I had been looking forward to seeing Desperate Men – Slapstick & Slaughter by Richard Headon and Jon Beedell. The day before the show I had a short chat with Richard Headon and it all sounded really great: desperate men, slapstick and Slaughter performed in genuine dada-style by themselves. I arrived at the show in a churchyard in Greenwich. A bit faraway from the rest of the festival. It was a wet day the other festival performances were late and we were waiting for the performance to begin. The atmosphere was casual and relaxed. Programmes were handed out and the audience was well and comfortable seated on tarpaulins on the grass. It was a bit cold. The one blanket they had for the audience in case of cold wheather was wrapped around a lucky child. The rest of us would have to suffer but it was only a 35 minutes performance so what the heck…
Jokes were told from the slippery grassy-greasy stage. Especially John Bedell was in a great and very comforting overexited mood. It was cold and allready dripping but we were in good company and we were having fun.
They started. Jon Beedell sitting on a tombstone doing some incredible uninterpretable moves, Richard Headon hiding behind a tree. You couldn’t really see him but a branch was moving up and down so fast that it must have been driven by a heavy and unpredictable force. No descression here. Just pure testosterone builded up by two male actors who – everyone could tell (even the crying child) – had been arround on Britton’s stages for quite a while doing all kinds of stuff. They entered the stage. Both guys performed with great artistic authority it was kind of dadastyle legacy theatre and personal stories and I really loved it. The show had been going on for not more than five minutes when it started to rain heavily. For the two actors it was evident to everyone that it was impossible for them to go on…and then on the other hand they couldn’t stop. It was now raining form a really black sky and half of the audience had allready left. The rest of us was talking to the two performers when something really strange and very rare happened.
One of my favorite books is “The Dream Book” by Swedish mystican Emanuel Swedenborg. The book starts out as a diary where he registers number of miles he walks, the dates and the city he visits. Nothing more. Then suddently after a while there is a 3-week intermissioon where nothing is written down and then he sets off again. But now he writes down visions and dreams and meetings with angels and much more.

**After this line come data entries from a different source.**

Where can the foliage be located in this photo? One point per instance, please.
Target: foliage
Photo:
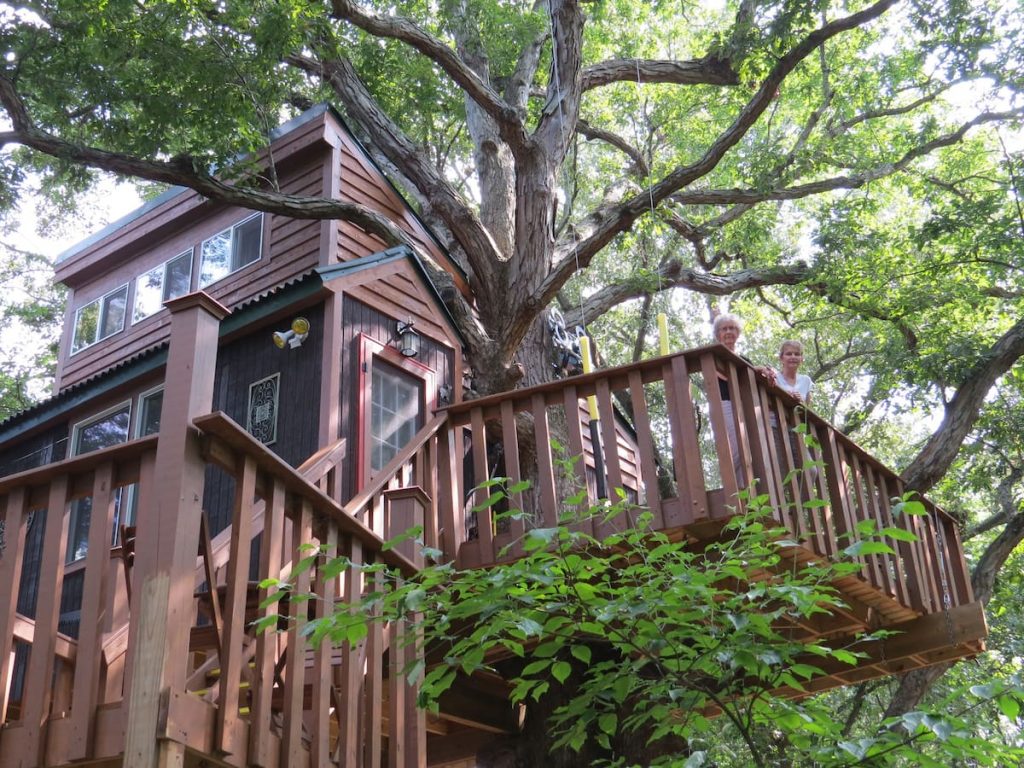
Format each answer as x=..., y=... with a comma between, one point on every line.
x=643, y=635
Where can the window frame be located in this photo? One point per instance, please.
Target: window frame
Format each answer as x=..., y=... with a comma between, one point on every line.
x=137, y=428
x=118, y=497
x=102, y=302
x=163, y=266
x=231, y=231
x=370, y=350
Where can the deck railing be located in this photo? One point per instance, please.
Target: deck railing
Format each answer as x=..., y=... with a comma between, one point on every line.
x=251, y=698
x=676, y=454
x=267, y=698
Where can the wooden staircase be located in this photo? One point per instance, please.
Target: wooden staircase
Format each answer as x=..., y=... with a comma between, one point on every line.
x=177, y=674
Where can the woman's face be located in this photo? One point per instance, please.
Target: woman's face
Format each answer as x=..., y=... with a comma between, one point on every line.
x=791, y=357
x=728, y=333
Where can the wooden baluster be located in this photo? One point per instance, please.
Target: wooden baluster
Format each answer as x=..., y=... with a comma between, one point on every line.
x=144, y=494
x=823, y=527
x=886, y=563
x=295, y=666
x=962, y=579
x=327, y=590
x=858, y=511
x=452, y=535
x=756, y=436
x=912, y=561
x=15, y=530
x=372, y=701
x=545, y=466
x=86, y=687
x=743, y=429
x=612, y=464
x=351, y=668
x=790, y=467
x=396, y=692
x=722, y=432
x=484, y=513
x=510, y=445
x=271, y=546
x=930, y=559
x=461, y=530
x=645, y=444
x=841, y=517
x=573, y=425
x=685, y=441
x=229, y=726
x=35, y=702
x=902, y=549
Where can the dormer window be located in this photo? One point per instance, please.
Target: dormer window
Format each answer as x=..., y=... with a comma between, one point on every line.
x=99, y=318
x=231, y=250
x=170, y=280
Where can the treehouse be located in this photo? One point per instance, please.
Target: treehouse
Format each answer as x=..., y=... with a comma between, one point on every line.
x=233, y=386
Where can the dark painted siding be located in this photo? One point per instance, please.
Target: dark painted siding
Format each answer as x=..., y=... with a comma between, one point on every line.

And this was basicly also what happened here. I don’t really know how it happened but suddently and without notice the floor became the roof. We stood there with our hands in the air, holding the tarpaulin, like at a rave party. The actors started to improvise and we all started singing “Leaving on a Jet plane” “Its a long way to Tiparary” and many more from the good old days of World War I, 1968 and stuff. What’s next? Someone suggested we go to Buckingham Palace and demand her Majesty to keep her kingdom together. We could also stay or move to the nearest pub. A compromise was made and the collective mind and its legs decided to head for the farest pub at Cutty Sark on the bank of The Thames. Fighting streaming waters, storm and passersbys – off we went.The collective had also noticed that one of its parts was a very old man who could not walk so fast. But the collective body and mind complied, very, very slowly we walked. All European nationalities with no real direction other than looking for a pub far away. A beautiful creature, maybe a reptile of some sort, fifty legs, 25 minds with no sense of direction but full of love, and a more-than-human sense that European diversity is beautiful and that we will stay together and welcome the rest of the world under the tarpaulin forever.
Thank you for the show, guys. May the four winds blow you safely home.